LSI Mission: To improve human health through collaborative scientific discovery.
The Regents approved the construction of a new $100 million open-design wet lab building and dedicated an additional $130 million for the Institute's start-up and endowment funding. World reknowned architects Denise Scott Brown and Robert Venturi worked together with internal laboratory designers The Smith Group to create an Albert Kahn-inspired open laboratory building. Construction on the Institute began in September 2000 and was completed in September 2003.
The site chosen for the LSI was a previously underused parcel that stands at the juncture of Central Campus and the Medical Center. This site, now called the Palmer Campus, also includes: an Undergraduate Science Building containing high-tech science classrooms and offices for programs that support students studying science; and the Palmer Commons, a sophisticated conference and meeting center which also houses the University's Bioinformatics Program. All three buildings are tied together by a public plaza that forms a new pedestrian thoroughfare connecting the Central and Medical campuses.

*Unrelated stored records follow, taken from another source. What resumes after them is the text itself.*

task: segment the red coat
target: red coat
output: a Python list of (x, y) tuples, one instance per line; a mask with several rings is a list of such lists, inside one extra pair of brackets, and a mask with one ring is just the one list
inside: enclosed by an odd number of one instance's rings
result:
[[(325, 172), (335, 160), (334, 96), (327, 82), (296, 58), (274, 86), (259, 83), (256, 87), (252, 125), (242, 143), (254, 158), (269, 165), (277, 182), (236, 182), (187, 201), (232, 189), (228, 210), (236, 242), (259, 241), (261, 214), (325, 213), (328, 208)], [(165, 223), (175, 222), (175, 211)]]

The Institute is led by a director who reports directly to the president and provost. It is guided by an executive committee defined by Regental bylaw and representing the scientific leadership on the campus.The LSI is independent of any particular school or college but works in partnership with all the deans and chairs of relevant academic units to recruit faculty and build programs and resources.
Jack E. Dixon served as Institute Director until July 2002. Biochemist Mary Sue Coleman became University president in September 2002, and in one of her first acts, she named cell biologist Alan R. Saltiel director of the Institute. Today the Institute is home to 28 faculty-led teams spanning 14 departments and four schools and colleges of the U-M.